The London Network of Men in Childcare is a voluntary network of over seventy members from across London of men who work in the childcare industry. They recently won the Nursery World Diversity and Inclusion Award and have released a new video: Men In Childcare.
One of the group’s aims is to encourage more men into a female-dominated profession and also to give men a place talk about their roles and responsibilities in caring for young children. One of its members, Conor Bathgate, who works as Deputy Nursery Manager at London Early Years Foundation (LEYF) recommended this report on men working in childcare.
Just this month, The Co-operative Childcare, a leading nursery chain has pledged to have least two male practitioners in every Co-operative Childcare nursery by this October. Men, it seems, are working and being actively encouraged to work in nurseries.
But what about men who want to childmind and look after small children in their own homes?
Younger children, especially young boys, can really benefit from having a male childminder. My friend Claire sends her boys to a male childminder. She says, “he is a great influence on them, I think my boys need a man because he calms them down. He’s a great role model in their lives.”
But as a man in childminding there can also be more prejudice to overcome. Jon*, from Reading, told me that he had almost quit childminding after he had looked after an eight year old who had run out of the house into the street. He had physically restrained her for her own safety and then afterwards had been terrified that he would be accused of handling her wrong in some way. “The problem with being a man doing childminding is that there would only have to be the smallest suspicion that I had behaved inappropriately, and I would lose all my business.

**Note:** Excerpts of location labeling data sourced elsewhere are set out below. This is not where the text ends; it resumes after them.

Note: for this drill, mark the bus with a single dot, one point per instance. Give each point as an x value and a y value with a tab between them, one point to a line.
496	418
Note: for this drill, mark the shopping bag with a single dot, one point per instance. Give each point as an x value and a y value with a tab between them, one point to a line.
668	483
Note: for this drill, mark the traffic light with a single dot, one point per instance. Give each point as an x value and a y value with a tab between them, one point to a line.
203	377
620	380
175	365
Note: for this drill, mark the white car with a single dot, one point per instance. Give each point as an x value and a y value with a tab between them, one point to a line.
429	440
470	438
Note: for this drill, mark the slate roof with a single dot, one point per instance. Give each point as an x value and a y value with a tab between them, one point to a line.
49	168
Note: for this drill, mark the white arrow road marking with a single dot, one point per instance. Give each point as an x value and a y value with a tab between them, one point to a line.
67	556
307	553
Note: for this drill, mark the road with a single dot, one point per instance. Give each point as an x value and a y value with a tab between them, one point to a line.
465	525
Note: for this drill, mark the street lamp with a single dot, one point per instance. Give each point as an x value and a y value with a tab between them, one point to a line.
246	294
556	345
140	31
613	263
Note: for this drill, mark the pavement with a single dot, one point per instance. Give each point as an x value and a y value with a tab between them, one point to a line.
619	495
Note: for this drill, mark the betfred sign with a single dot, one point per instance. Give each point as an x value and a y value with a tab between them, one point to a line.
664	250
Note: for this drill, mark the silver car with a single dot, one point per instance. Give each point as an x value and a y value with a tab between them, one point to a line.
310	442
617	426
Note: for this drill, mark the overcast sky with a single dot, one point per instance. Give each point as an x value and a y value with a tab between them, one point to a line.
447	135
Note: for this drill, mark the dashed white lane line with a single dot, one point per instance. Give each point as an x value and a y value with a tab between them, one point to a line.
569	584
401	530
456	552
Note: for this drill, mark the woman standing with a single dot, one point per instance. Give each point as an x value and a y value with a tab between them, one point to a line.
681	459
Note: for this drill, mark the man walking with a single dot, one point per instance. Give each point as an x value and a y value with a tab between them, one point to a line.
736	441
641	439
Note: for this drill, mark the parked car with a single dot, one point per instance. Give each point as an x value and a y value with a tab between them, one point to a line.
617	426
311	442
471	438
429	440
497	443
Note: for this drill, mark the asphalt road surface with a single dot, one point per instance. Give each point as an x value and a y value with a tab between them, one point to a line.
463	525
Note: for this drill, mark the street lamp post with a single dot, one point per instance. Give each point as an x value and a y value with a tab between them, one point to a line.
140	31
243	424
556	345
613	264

If I didn’t childmind with my wife, I am not sure I would get any business really. I think men are seen as the ones who are going to ‘interfere’ or behave ‘inappropriately’ and therefore always ‘suspect’.”
That sort of story is sad to hear, and makes me wonder how common Jon’s experiences are. And yet across the country, my freedom of information request from Ofsted has revealed that there are around 1500 male childminders, that’s about 2% of people who work in childminding. Many of these men work in husband-wife teams, but others choose to enter a female-dominated profession on their own and some like “Barry* from up north” do it for great reasons. I want to share his inspiring story with you here.
Why I work as a childminder – by “Barry from up North”
I feel strongly about “Safeguarding Children”. I saw my first ‘serious abused child’ in 1974 when I was in the ambulance service. A 999 call was received to collect a child (2 years) suffering from ‘scalding’.
On arrival, I was presented with a male infant with half of his body with the skin separating. The story was given that the child had climbed into a bath of boiling water and slipped as a result of his feet touching the water. Mum had been distracted by a phone call. Too many inconsistences rang alarm bells. A&E was notified to be on standby to receive an infant with over 50% burns. Further information was given but the story kept changing. On arrival at A&E I spoke to the SHO and advised “Place of Safety required immediately” together with my information and reasoning. Less than one hour later the infant was transferred to a specialist burns unit under police escort.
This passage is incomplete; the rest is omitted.